The room illuminate and he gently rest me on a bed. He grit his teeth when he realize how bad my condition really is. His eyes are still dark, the same way they were when he was murdering the guy in the hall, and for the first time since I got here... I can actually see the emotions within those eyes. He's angry, furious, enrage. No matter how hard I try, I can't help but feel terrified regardless of my condition.

He grab a gauze or something like that, I can't really tell what it is. He grabs something from under the bed and try to tape the holes on my neck to stop bleeding. It doesn't matter, I've lost too much blood. Maybe if he paid attention to me first before killing Mr Guy back there, it wouldn't have been this bad.

It's not fair of me to blame anybody... THE WORLD JUST SUCKS.

He bit his wrist and try to feed me with it. Keyword: try, I barely have enough energy to open my mouth. "No se suponía que murieras así, maldita sea!! (You weren't suppose to die like this, god damn it!!!)," he shouted as I struggle to drink his blood. There was a loud thud in my stomach causing me to puke out everything on him. Nasty.. "That's not gonna help brother," a female voice said, "She has already lost too much blood.. You have to let her go".

"I can't," he screamed. Another person walked into the room, "I know how much she means to you Remoné.. But you have to let her go. She will come back," I recognize that one as the headmasters' voice. "What if she doesn't?" Christian mumbles with a hint of anger in his voice. "She will," the female voice adds. I can't tell whether he's angry at my attacker or if he's angry at himself.

I'm ready... What's meant to be it'll be and I'm ready to let go. Never thought I'd die on an empty stomach but I also never thought I'd die from the result of a vampire sucking the blood outta me. All this for a fucking late night snack and I didn't even get any.

"I can't bare to see her like this," he mutter gently letting go of my now pale hand.

All of a sudden, I can feel the pain again. It starts off as a sting on my neck, then it's my heart struggling to beat. I feel like I'm suffocating and enough air isn't entering my nose because my mouth refuses to open. I want it to stop. I want to scream to them 'please make it stop' but I can't. All I want right now is to die, it hurts so much.

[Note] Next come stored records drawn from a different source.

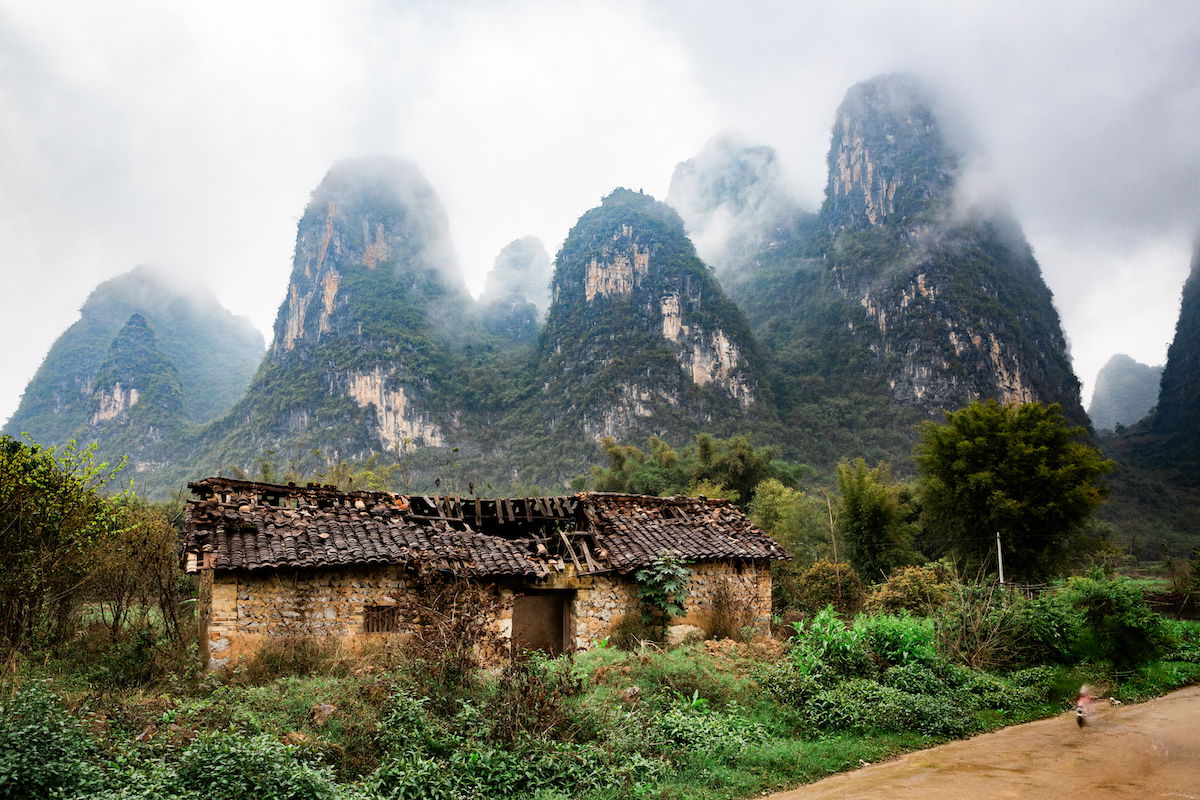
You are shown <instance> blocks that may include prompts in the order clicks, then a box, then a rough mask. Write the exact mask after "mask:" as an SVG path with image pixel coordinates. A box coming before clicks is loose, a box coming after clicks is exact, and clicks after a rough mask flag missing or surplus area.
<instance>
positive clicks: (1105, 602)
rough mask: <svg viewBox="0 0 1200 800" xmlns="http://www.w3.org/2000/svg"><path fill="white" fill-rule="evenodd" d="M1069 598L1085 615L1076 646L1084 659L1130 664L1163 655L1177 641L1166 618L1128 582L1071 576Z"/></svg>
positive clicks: (1083, 618) (1118, 663)
mask: <svg viewBox="0 0 1200 800" xmlns="http://www.w3.org/2000/svg"><path fill="white" fill-rule="evenodd" d="M1066 597H1067V600H1068V601H1069V602H1070V603H1072V604H1073V606H1074V607H1075V609H1078V610H1079V613H1080V614H1081V615H1082V620H1084V628H1082V632H1081V636H1080V639H1079V645H1078V648H1076V649H1078V654H1079V655H1081V656H1084V657H1085V658H1091V660H1100V661H1109V662H1111V663H1112V664H1114V666H1115V667H1117V668H1121V667H1130V666H1134V664H1139V663H1144V662H1146V661H1151V660H1153V658H1156V657H1158V656H1160V655H1162V654H1163V652H1165V651H1166V650H1169V649H1170V648H1171V645H1172V644H1174V643H1172V640H1171V636H1170V631H1169V630H1168V627H1166V624H1165V621H1164V620H1163V618H1162V616H1160V615H1159V614H1156V613H1154V612H1153V610H1151V608H1150V606H1147V604H1146V601H1145V599H1144V597H1142V595H1141V591H1140V590H1139V589H1138V587H1135V585H1134V584H1132V583H1129V582H1128V581H1120V579H1118V581H1103V579H1096V578H1072V579H1070V581H1069V582H1068V584H1067V591H1066Z"/></svg>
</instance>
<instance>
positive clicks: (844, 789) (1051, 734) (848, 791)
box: [767, 686, 1200, 800]
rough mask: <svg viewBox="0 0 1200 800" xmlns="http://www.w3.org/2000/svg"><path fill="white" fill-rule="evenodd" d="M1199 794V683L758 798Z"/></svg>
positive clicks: (983, 737) (1199, 743)
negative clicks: (1077, 717) (1158, 697)
mask: <svg viewBox="0 0 1200 800" xmlns="http://www.w3.org/2000/svg"><path fill="white" fill-rule="evenodd" d="M826 798H828V799H830V800H832V799H833V798H836V799H838V800H866V799H871V800H881V799H890V798H920V799H922V800H943V799H944V800H976V799H977V798H988V799H989V800H991V799H994V798H1021V799H1031V800H1032V799H1040V798H1048V799H1050V798H1052V799H1054V800H1091V799H1092V798H1105V799H1109V798H1115V799H1117V800H1124V799H1127V798H1128V799H1134V798H1135V799H1136V800H1151V799H1156V798H1183V799H1190V798H1195V799H1198V800H1200V686H1193V687H1190V688H1184V690H1181V691H1178V692H1174V693H1171V694H1168V696H1166V697H1160V698H1158V699H1156V700H1151V702H1148V703H1142V704H1140V705H1121V706H1111V708H1103V709H1100V711H1099V712H1098V714H1097V715H1096V717H1093V721H1092V723H1090V724H1088V726H1086V727H1084V728H1079V727H1078V726H1076V723H1075V718H1074V716H1072V715H1069V714H1063V715H1060V716H1057V717H1055V718H1052V720H1042V721H1040V722H1031V723H1028V724H1021V726H1014V727H1012V728H1006V729H1003V730H997V732H996V733H989V734H984V735H980V736H976V738H974V739H968V740H966V741H956V742H952V744H949V745H942V746H941V747H934V748H932V750H924V751H920V752H916V753H910V754H907V756H904V757H901V758H898V759H895V760H893V762H887V763H883V764H875V765H871V766H866V768H864V769H860V770H857V771H854V772H845V774H842V775H835V776H834V777H829V778H826V780H823V781H818V782H817V783H812V784H809V786H805V787H800V788H799V789H793V790H791V792H782V793H780V794H774V795H770V796H769V798H768V799H767V800H823V799H826Z"/></svg>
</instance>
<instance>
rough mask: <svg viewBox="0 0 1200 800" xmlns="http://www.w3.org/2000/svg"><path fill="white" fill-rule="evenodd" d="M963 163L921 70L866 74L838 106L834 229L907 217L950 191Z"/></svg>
mask: <svg viewBox="0 0 1200 800" xmlns="http://www.w3.org/2000/svg"><path fill="white" fill-rule="evenodd" d="M958 163H959V156H958V155H956V154H955V151H954V149H953V148H952V146H950V145H949V143H948V142H947V140H946V137H944V136H943V132H942V127H941V125H940V122H938V119H937V116H936V115H935V113H934V110H932V106H931V100H930V95H929V92H928V90H925V89H924V88H923V86H922V84H920V83H919V82H918V80H917V79H916V78H913V77H912V76H907V74H902V73H893V74H884V76H877V77H875V78H871V79H870V80H864V82H862V83H858V84H854V85H853V86H851V88H850V90H848V91H847V92H846V97H845V100H842V103H841V106H840V107H839V108H838V114H836V118H835V121H834V126H833V139H832V143H830V146H829V156H828V167H829V179H828V184H827V186H826V203H824V207H823V209H822V213H823V216H824V218H826V222H827V224H828V225H829V227H830V228H833V229H838V228H844V227H859V225H876V224H882V223H884V222H886V221H893V219H899V221H904V219H908V218H911V217H913V216H914V215H918V213H920V212H922V211H925V210H926V209H929V207H930V206H931V204H934V203H935V201H936V200H938V199H944V198H948V190H949V188H950V187H952V186H953V185H954V176H955V174H956V172H958Z"/></svg>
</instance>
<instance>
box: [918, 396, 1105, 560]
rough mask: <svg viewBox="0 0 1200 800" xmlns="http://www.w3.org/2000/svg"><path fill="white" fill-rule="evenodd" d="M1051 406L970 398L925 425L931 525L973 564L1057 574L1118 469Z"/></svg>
mask: <svg viewBox="0 0 1200 800" xmlns="http://www.w3.org/2000/svg"><path fill="white" fill-rule="evenodd" d="M1084 435H1085V429H1084V428H1080V427H1069V426H1068V425H1067V423H1066V421H1064V419H1063V415H1062V408H1061V407H1060V405H1058V404H1057V403H1055V404H1052V405H1045V404H1043V403H1022V404H1012V405H1001V404H1000V403H997V402H996V401H994V399H989V401H986V402H974V403H972V404H971V405H967V407H966V408H964V409H961V410H959V411H953V413H947V414H946V422H944V423H942V425H937V423H934V422H925V423H924V425H923V426H922V428H920V441H919V443H918V445H917V451H916V458H917V464H918V468H919V470H920V493H922V499H923V503H924V511H923V513H924V517H923V518H924V523H925V528H926V531H928V533H929V534H930V535H931V536H934V537H935V539H937V540H940V541H941V542H943V545H944V546H946V548H947V549H948V552H950V553H953V554H954V557H955V558H956V559H959V561H960V563H961V565H962V566H965V567H966V569H967V570H982V569H984V567H985V566H986V565H988V564H990V563H992V561H994V559H995V543H996V533H997V531H998V533H1000V535H1001V540H1002V547H1003V555H1004V573H1006V577H1013V578H1016V579H1020V581H1034V579H1040V578H1044V577H1046V576H1050V575H1052V573H1054V572H1055V571H1056V570H1057V569H1058V567H1060V566H1061V565H1062V563H1063V560H1064V557H1067V555H1068V554H1069V553H1070V551H1072V548H1073V546H1074V545H1075V542H1076V539H1078V537H1079V535H1080V534H1081V533H1082V531H1084V529H1085V527H1086V525H1087V523H1088V522H1090V519H1091V517H1092V512H1093V511H1094V510H1096V509H1097V506H1099V505H1100V503H1102V501H1103V499H1104V495H1105V494H1106V493H1108V489H1106V488H1105V487H1104V486H1102V485H1100V477H1102V476H1103V475H1104V474H1105V473H1108V471H1109V470H1110V469H1111V468H1112V462H1109V461H1105V459H1104V457H1103V456H1102V455H1100V452H1099V451H1098V450H1097V449H1096V447H1093V446H1091V445H1088V444H1086V443H1085V441H1082V437H1084Z"/></svg>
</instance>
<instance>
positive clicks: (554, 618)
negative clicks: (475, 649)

"You have to end it... Put her out of her misery." The headmaster said. Just kill me already. "Are you fucking crazy???!! I can't kill her?!!" He retort. "I will.."she whispers moving closer to me. "Alli!!" Christian fumes. "I have to, brother. I don't wanna hurt her... I really don't. But I can't stand here and watch her suffer. I know how much you care for her and I care for her too. I promised Yvonne I'll protect both of you and besides..... it was my fault you weren't here tonight to protect her in this first place,". She pulled a knife and I can feel her walking closer to me, "I'm really sorry Kira," and with that.. She stab me. She really fucking stabbed me

My flew open instantly at the impact. It doesn't end the pain but for some reason my mouth can slightly move again. "I think it's time to say your goodbyes now Christian," she whisper with a hint of guilt in her voice.  This isn't a fucking goodbye

"Kira?" His face came into my view at the sound of his voice. I had to see his face before I go. He leans in and kiss my cheek. His lips felt like heaven on my face.

"I love you, Choco" he whisper into my ears.

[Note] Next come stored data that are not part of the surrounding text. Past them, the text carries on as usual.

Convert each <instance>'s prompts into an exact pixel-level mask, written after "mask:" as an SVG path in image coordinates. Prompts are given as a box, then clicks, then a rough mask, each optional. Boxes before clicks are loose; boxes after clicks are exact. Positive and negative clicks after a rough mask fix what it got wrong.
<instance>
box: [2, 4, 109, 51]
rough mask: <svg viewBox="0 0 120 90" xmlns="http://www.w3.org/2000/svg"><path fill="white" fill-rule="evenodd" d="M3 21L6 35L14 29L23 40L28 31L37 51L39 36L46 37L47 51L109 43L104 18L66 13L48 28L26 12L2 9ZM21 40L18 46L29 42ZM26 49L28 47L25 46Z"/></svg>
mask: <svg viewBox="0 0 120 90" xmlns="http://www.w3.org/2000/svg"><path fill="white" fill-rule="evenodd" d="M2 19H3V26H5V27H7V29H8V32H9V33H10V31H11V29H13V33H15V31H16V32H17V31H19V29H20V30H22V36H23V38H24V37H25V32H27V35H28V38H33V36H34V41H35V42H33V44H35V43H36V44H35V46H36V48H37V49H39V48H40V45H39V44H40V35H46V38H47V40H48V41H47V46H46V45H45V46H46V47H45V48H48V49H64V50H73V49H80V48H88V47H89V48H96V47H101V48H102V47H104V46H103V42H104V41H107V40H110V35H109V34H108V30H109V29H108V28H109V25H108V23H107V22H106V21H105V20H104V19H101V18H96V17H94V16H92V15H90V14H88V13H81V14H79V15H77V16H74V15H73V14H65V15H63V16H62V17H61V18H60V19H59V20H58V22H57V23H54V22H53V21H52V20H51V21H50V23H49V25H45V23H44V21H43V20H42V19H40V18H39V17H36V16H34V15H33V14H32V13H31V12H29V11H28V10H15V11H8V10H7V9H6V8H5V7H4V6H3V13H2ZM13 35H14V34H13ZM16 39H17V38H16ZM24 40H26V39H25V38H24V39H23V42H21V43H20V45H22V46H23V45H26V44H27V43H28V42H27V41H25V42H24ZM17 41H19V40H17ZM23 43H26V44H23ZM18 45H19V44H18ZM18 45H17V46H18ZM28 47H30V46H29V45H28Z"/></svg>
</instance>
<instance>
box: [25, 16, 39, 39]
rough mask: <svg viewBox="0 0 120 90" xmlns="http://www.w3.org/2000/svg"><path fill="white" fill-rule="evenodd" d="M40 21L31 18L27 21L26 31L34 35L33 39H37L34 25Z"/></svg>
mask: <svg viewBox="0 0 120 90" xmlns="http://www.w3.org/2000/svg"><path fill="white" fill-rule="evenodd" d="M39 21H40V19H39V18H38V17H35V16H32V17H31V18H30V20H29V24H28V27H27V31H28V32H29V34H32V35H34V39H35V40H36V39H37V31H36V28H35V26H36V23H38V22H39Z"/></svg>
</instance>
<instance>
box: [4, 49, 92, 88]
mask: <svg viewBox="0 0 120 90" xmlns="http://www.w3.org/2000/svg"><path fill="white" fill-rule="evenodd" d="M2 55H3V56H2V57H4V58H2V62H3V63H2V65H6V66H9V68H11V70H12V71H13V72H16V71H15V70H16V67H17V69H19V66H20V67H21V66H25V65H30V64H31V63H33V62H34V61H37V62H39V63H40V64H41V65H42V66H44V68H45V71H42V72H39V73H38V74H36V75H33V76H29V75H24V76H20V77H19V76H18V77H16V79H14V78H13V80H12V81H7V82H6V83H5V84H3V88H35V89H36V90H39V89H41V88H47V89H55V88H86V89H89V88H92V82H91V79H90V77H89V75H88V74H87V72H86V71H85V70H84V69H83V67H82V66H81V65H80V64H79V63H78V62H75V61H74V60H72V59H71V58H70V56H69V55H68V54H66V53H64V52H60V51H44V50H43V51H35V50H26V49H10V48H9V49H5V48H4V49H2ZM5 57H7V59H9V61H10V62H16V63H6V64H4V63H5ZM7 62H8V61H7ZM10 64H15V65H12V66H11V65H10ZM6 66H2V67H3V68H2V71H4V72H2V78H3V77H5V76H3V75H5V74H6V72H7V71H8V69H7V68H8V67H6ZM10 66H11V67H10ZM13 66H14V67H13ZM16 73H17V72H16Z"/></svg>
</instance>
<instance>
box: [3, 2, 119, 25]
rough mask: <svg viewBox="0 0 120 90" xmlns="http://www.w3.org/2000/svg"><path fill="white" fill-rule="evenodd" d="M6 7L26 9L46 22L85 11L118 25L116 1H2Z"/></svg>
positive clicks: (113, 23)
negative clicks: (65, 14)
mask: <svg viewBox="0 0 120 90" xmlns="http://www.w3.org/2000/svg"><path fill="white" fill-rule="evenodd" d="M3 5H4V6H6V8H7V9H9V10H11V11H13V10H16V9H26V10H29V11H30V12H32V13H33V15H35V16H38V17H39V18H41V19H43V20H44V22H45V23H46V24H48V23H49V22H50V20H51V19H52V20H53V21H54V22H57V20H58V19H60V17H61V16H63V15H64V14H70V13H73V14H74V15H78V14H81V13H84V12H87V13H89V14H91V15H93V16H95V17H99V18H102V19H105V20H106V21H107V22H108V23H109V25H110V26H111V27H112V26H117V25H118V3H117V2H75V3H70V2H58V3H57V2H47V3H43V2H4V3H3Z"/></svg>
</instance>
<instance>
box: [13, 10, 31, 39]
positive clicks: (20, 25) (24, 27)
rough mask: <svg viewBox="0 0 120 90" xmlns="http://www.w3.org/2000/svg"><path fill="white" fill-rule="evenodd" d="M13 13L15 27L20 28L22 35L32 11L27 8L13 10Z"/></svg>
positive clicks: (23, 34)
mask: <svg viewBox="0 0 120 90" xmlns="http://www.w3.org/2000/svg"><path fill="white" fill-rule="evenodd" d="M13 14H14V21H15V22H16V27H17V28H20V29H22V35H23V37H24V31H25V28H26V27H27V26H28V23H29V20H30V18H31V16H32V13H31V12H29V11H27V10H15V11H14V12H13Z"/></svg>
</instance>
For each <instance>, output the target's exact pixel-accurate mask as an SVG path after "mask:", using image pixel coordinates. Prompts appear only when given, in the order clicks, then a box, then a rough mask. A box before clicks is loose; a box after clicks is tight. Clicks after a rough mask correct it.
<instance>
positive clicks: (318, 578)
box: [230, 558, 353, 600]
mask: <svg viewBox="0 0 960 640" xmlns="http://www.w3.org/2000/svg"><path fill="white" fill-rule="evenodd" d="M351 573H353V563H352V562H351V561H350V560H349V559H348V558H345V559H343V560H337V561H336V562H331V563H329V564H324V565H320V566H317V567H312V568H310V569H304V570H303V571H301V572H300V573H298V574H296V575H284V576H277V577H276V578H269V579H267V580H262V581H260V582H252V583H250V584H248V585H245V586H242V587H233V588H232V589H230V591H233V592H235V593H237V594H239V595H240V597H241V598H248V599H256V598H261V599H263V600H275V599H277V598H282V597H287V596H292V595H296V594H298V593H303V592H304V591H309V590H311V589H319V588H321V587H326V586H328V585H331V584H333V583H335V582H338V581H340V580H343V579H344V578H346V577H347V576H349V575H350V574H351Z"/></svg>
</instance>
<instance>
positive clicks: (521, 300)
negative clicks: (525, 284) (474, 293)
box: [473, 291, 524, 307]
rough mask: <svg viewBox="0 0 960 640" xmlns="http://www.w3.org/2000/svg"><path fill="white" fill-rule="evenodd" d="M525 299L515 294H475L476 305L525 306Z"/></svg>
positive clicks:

Did he just said what I think he said? Or was that the voice of Jesus telling me he loves me before he brings me to Heaven. Oh wait... Jesus doesn't call me Choco.

He loves me.

I force my mouth open to speak. "I... I.. I'll be back... I... I.. P-promise,".

I'll be back

Whether days, weeks, months or years. I'm coming back and I have a feeling I won't be coming back with Angel wings and a pure heart.

I can't see or hear anything anymore. My body went numb. I'm dead asf.